Bu canlıların da kendilerine göre, bir görevleri mutlaka vardır. Çünkü, ulu yaratıcı sebepsiz yere hiçbir mahluku halk etmemiştir.
Ben şahsen, çok az olan genel bilgimle, bu tür mikroorganizmaları (Bakteriler, Virüsler, Mantarlar ve planktonlar) olarak sayabilirim. Ancak işin uzmanları bu belirttiklerime daha bir çok tür ekleyebilirler.
Yazımın başında belirttiğim gibi bu canlıların tabiatta bir çok önemli görevleri var. Var olmasına var ama konumuz bugün domuz gribinin insan sağlığını nasıl etkilediği ile ilgilidir.
Bilim adamlarının açıklamalarına göre, bu virüs hayvandan insana, insandan da başka bir insana geçen ve bulaştığı insanı da hasta eden bir virüs. Peki bu virüsle mücadele nasıl olacak?
Bilindiği gibi virüslerin (Bakterilerle mücadeledeki gibi, Antibiyotikleri yok. Yani anti virüsleri şimdilik mevcut değil. Virüslerle mücadele ancak vücudun savunma amaçlı olarak ürettiği (Antikorlarla) mümkün olabilmektedir. İşte aşı dediğimiz ilaç ya başka bir canlıda üretilmiş antikordur.
Mesela kuduz hastalığı da hayvandan hayvana ve hayvandan insana geçen bir virüstür. Ünlü bir bilim adamı olan (PASTÖR), geliştirdiği bir aşıyla insanlığı bu korkunç beladan kurtarmıştır. Gerçekten insanlık (PASTOR) gibi bilim adamlarına minnettardır.
Bundan tam kırk yıl önce ben de köpek tarafından ısırılmış ve kuduz aşısı ile sağlığıma kavuşmuştum.
O tarihlerde virüslerle ilgili bir çok kitap okumuştum.
Bu nedenle diyorum ki bu domuz gribi olayında da, en önce paniğe kapılmayalım. Ciğerlerimizi korumak için sigara içmeyelim. İçilen alanlardan uzak duralım.
Vücudumuzu güçlü kılmak için sağlıklı beslenelim. Ellerimizi sık sık ve çok iyi bir şekilde yıkayalım. Şanlıurfa İl Sağlık Müdürlüğümüzün önerilerine göre hareket edelim. Ayrıca belirtilen yaş grupları ile kronik hastalığı olanların öncelikle aşı olmaları ilgililerce şayanı dikkat tavsiye edilmektedir. Ayrıca bazı virüslerin güneş ışığında yaşayamadığı gerçeğinden de yola çıkarak evlerimizi, bürolarımızı güneşlendirelim ve güneşli havalardan bedenen de istifade etme yollarını fırsat buldukça arayalım.
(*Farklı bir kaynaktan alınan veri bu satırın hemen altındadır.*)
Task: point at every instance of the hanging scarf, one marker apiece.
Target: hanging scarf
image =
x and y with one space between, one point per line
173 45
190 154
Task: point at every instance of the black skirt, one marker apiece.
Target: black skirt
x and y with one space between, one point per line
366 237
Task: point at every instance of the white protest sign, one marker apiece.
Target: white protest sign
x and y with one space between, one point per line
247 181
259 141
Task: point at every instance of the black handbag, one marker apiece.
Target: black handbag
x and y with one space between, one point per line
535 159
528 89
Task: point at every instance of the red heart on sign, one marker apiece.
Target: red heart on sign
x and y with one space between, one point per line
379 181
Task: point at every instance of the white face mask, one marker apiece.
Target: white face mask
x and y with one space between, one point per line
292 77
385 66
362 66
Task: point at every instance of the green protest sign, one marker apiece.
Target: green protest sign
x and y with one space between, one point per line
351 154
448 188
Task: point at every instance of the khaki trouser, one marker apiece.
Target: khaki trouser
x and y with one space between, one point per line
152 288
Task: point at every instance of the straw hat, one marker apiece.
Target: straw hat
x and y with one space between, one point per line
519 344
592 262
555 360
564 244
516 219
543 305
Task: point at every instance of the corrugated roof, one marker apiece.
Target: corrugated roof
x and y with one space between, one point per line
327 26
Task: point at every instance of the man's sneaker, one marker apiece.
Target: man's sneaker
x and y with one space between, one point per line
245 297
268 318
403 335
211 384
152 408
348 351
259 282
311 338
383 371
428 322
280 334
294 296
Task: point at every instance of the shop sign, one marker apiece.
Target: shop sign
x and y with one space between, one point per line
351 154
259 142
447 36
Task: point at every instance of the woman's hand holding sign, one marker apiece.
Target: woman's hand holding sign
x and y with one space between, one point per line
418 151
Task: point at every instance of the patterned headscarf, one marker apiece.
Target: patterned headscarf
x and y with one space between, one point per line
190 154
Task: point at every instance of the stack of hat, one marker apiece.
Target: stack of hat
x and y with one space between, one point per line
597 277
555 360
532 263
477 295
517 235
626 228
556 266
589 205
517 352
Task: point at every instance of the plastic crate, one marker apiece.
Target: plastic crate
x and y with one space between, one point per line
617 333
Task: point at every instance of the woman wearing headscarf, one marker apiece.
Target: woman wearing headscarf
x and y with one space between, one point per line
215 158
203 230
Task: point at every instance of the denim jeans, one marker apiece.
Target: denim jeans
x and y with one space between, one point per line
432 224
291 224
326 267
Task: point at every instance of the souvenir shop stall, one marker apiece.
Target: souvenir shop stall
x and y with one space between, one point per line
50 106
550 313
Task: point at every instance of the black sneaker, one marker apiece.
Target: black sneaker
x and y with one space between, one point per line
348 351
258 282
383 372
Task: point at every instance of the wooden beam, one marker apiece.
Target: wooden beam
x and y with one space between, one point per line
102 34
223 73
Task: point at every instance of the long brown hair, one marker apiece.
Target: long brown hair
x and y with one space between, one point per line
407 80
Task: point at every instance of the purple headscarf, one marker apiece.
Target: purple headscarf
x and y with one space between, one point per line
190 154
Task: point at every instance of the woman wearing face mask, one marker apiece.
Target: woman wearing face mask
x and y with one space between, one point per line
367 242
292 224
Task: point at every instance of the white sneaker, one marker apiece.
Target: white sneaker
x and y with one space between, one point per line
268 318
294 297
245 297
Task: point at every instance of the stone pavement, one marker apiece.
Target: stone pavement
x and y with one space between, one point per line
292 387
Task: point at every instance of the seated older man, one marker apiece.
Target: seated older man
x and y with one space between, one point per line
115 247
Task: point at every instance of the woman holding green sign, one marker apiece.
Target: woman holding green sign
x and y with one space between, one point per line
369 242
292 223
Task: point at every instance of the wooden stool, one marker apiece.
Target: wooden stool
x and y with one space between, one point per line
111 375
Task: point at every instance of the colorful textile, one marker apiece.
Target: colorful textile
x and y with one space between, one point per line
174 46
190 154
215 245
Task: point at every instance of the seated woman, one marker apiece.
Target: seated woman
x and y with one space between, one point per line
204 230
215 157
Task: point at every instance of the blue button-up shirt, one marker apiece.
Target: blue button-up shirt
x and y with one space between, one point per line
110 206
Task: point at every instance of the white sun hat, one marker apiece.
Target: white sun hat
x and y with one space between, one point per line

Ben şahsen bütün bu tedbirlerin yanı sıra, Sağlık Bakanlığının ve bu konudaki uzmanların önerileri doğrultusunda hareket edip, Doktor gözetiminde de aşı olacağım.
Dürüst ve şeffaf bir toplumda; lütufta geride, kahırda önde olan dostlarınızın çok olması dileğiyle kalın sağlıcakla.